Galust Sahakyan, Parlamentspräsident der armenischen Nationalversammlung (
Galust Sahakyan, Parlamentspräsident der armenischen Nationalversammlung (1in)


Jerewan. Dass die Verbrechen der Terrormiliz „Islamischer Staat“ (IS) an der êzîdîschen Zivilbevölkerung in Shingal als Völkermord zu werten sind, bezweifelt heute kaum jemand. Praktisch alle Tatbestände des Völkermordes nach der UN-Konvention haben die IS-Terroristen mit ihren Gräueltaten an den Êzîden verwirklicht. Anders sieht das jedoch – ausgerechnet – der Präsident des armenischen Parlamentes. Nachdem zuvor bereits der rechtskonservative Abgeordnete Gurgen Arsenyan im Parlament für einen Eklat sorgte, legt nun der Parlamentspräsident nach. Im Laufe einer Debatte in der armenischen Nationalversammlung antwortete Galust Sahakyan auf eine Frage der Abgeordnete Naira Zohrabyan: „Ich glaube, dass eine solche Anerkennung des Völkermordes an den Êzîden durch das armenische Parlament weder ihnen (den Êzîden) noch uns weiterhilft“, so Sahakyan. Zudem könne das Parlament einen Völkermord erst anerkennen, wenn dieser von anderen internationalen Staaten als solcher anerkannt werden würde. Zohrabyan wollte wissen, weshalb das Parlament sich weigere, über einen entsprechenden Gesetzesentwurf abzustimmen.

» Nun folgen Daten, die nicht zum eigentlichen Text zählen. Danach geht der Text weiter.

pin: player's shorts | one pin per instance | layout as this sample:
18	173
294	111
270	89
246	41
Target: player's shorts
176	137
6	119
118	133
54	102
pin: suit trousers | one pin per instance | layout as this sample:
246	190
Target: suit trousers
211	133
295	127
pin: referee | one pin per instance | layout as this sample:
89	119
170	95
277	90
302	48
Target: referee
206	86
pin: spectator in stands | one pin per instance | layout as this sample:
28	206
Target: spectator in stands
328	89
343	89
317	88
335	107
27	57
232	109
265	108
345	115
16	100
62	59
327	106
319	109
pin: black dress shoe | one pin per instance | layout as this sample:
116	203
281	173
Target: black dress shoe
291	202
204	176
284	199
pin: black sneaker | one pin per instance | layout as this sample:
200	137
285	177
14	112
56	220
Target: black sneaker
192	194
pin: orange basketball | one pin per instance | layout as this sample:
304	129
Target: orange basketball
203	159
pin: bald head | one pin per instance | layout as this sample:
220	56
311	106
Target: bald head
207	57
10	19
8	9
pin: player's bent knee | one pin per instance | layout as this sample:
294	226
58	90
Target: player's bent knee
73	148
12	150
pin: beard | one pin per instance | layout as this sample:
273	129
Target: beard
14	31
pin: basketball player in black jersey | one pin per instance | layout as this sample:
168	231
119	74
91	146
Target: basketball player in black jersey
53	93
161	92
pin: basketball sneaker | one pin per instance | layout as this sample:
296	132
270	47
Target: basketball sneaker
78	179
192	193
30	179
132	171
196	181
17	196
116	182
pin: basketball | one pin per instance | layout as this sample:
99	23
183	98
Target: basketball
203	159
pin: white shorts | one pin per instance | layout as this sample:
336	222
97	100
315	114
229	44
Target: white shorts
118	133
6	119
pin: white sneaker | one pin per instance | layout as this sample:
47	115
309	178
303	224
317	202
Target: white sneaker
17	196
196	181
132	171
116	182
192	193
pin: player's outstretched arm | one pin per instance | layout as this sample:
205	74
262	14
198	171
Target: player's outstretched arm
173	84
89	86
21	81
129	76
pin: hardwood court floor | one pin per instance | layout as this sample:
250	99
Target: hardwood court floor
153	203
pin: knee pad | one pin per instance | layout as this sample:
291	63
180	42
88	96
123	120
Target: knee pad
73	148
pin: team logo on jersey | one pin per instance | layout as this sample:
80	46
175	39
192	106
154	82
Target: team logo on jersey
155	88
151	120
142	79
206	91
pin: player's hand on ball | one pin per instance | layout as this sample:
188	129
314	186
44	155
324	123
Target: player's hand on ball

Dabei haben zahlreiche Staaten sowie das EU-Parlament die Verbrechen an den Êzîden längst als Völkermord eingestuft. Seit Monaten blockieren nationalkonservative Abgeordnete wie Sahakyan und Arsenyan den von Zohrabyan eingebrachten Gesetzesentwurf, der die Verbrechen des IS an den Êzîden offiziell als Völkermord anerkennen soll. Dass ausgerechnet Armenien das Land ist, das einen offensichtlichen Völkermord aus nicht nachvollziehbaren Gründen als solchen nicht anerkennen wolle, kritisiert unter anderem der Vorsitzende der êzîdîschen Jugendorganisation „Shingal“ Boris Murazi aus Armenien. In einem offenen Brief wirft Murazi dem Parlamentspräsidenten Realitätsverweigerung vor. Sahakyan und das armenische Parlament legten vor dem Hintergrund des Armeniergenozids eine Doppelmoral an den Tag, wie sie sonst von der Türkei praktiziert werde, so Murazi. Damit unterstütze Sahakyan den Tenor der türkischen Politik, die den Völkermord an den Armenien bis heute mit derselben Argumentation leugne und – wenn überhaupt – lediglich von „Massakern“ spreche. So hatten etwa mehrere armenische Abgeordnete zuvor verlangt, dass Wort „Völkermord“ aus dem Gesetzesentwurf zu streichen.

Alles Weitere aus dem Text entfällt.